Paris soupçonne une «activité numérique malveillante» d’Alger
Alors que les relations entre la France et l’Algérie traversent une phase de fortes tensions, une note confidentielle de Viginum, révélée par Le Canard enchaîné, met en cause un réseau de désinformation numérique actif depuis l’Algérie et ciblant l’opinion publique française.
Le climat diplomatique déjà dégradé entre Paris et Alger s’alourdit d’une nouvelle alerte : selon une note confidentielle adressée à Matignon le 25 juin, et dont le contenu a été révélé par Le Canard enchaîné, les services français de lutte contre les ingérences numériques étrangères (Viginum) ont identifié une « activité numérique malveillante » émanant d’un « réseau de trolls localisés en Algérie » et « coordonnés » pour influencer l’espace public français.
Ce réseau aurait multiplié, depuis le début de l’année, les campagnes de désinformation sur les réseaux sociaux, à travers de faux comptes diffusant des récits clivants, des thèses complotistes ou des messages hostiles à certaines institutions françaises. Le rapport de Viginum évoque un pic d’activité observé autour du 5 juillet, jour de la fête nationale algérienne, durant lequel des publications virales ont accusé la mairie de Paris d’avoir « insulté la mémoire des Algériens » en organisant des festivités en Seine, en référence à la répression du 17 octobre 1961.
Ce regain de tensions s’inscrit dans une séquence diplomatique particulièrement tendue entre les deux pays. Depuis la reconnaissance officielle, en juillet 2024, par le président Emmanuel Macron, de la souveraineté du Maroc sur le Sahara, Alger a suspendu plusieurs mécanismes de coopération bilatérale. Le président Abdelmadjid Tebboune a refusé la réadmission de ressortissants algériens expulsés de France, et plusieurs figures intellectuelles ou politiques, critiques du régime, ont été incarcérées ces derniers mois, à l’instar de l’écrivain Boualem Sansal ou de l’opposant Amine Amir. Plus récemment, un journaliste français, Christophe Gilezes, a été condamné à sept ans de prison pour « apologie du terrorisme ».

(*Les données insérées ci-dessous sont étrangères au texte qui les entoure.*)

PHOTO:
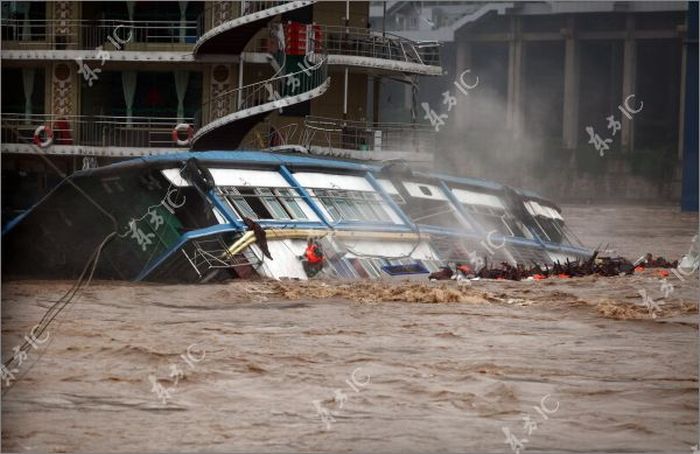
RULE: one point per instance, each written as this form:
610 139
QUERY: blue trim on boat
214 229
390 201
289 177
460 209
224 209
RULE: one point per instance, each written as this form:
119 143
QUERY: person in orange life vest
465 270
312 260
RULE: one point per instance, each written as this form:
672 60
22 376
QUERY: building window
349 205
263 203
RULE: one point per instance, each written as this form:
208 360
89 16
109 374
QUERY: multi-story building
89 83
550 76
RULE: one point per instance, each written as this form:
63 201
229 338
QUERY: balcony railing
98 131
89 34
336 135
363 42
214 14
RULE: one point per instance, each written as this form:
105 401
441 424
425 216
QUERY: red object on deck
295 35
62 132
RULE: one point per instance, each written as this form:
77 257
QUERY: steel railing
364 42
266 91
89 34
330 134
98 130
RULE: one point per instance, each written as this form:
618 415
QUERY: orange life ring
37 136
183 127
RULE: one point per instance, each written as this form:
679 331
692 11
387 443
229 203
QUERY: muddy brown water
401 367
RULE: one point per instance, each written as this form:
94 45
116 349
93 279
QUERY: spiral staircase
250 104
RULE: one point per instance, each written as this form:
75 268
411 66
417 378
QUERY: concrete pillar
681 105
629 73
516 52
376 88
463 61
463 56
571 88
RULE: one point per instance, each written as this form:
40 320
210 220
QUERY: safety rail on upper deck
46 130
262 97
364 42
245 17
62 34
331 135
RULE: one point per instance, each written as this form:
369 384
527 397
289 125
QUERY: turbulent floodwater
400 367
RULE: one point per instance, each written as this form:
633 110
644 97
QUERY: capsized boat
198 217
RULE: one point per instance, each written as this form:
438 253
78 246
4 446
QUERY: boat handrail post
224 209
460 209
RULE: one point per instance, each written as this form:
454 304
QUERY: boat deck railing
216 13
97 130
60 34
267 91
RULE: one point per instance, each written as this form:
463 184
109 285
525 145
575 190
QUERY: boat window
425 190
239 203
492 218
271 203
288 199
349 205
263 203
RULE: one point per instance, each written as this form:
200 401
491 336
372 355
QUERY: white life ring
37 136
176 134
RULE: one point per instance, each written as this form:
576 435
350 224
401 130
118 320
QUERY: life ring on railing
37 136
176 134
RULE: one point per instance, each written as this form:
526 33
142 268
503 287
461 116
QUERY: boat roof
295 159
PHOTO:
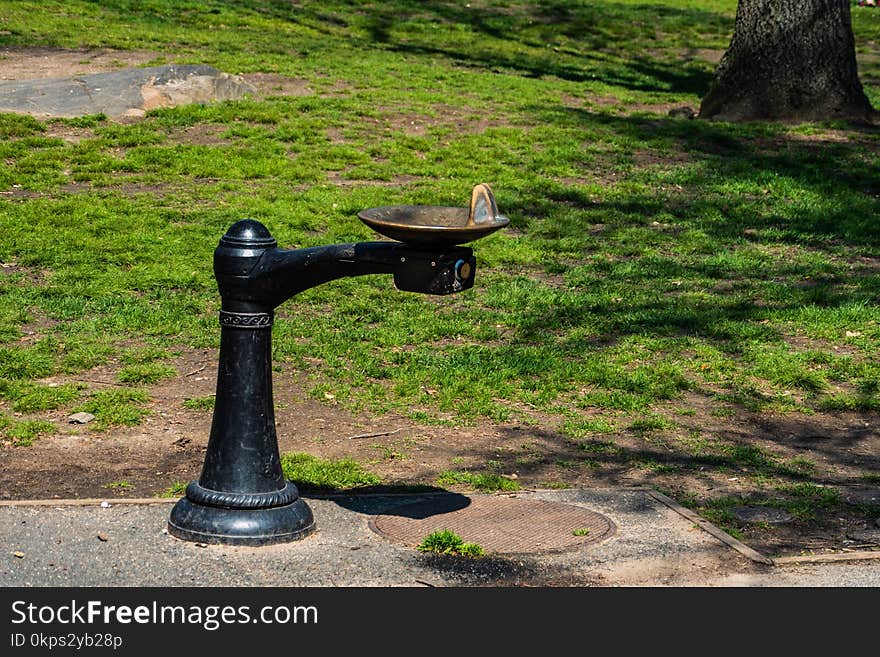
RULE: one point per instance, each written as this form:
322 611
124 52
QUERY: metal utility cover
499 524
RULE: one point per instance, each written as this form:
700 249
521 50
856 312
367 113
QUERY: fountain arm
254 275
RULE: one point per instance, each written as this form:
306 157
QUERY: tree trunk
789 60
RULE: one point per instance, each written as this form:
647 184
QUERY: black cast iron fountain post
242 497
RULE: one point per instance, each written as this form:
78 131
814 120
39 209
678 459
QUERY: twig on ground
375 435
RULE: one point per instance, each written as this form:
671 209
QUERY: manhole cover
504 525
760 514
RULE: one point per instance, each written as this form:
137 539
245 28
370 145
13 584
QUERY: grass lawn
661 278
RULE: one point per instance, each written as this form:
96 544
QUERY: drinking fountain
242 496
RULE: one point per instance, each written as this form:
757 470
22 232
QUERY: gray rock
128 92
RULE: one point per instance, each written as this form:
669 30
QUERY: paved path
127 92
127 544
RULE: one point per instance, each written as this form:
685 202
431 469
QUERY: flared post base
192 521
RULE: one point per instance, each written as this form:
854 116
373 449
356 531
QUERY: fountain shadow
416 503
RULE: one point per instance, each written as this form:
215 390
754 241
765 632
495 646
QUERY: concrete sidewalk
652 542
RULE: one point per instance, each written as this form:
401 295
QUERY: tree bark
789 60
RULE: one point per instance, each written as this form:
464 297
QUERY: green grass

Les autorités françaises n’ont pas encore officiellement commenté cette note de Viginum, mais plusieurs sources gouvernementales évoquent une préoccupation croissante quant à l’ampleur et à la structuration des ingérences numériques émanant de pays tiers, en particulier dans les contextes post-coloniaux sensibles. Ces actions s’inscrivent dans une logique d’influence informationnelle qui, selon les experts, pourrait viser à affaiblir la cohésion sociale, discréditer certaines institutions, voire polariser davantage les débats publics en France.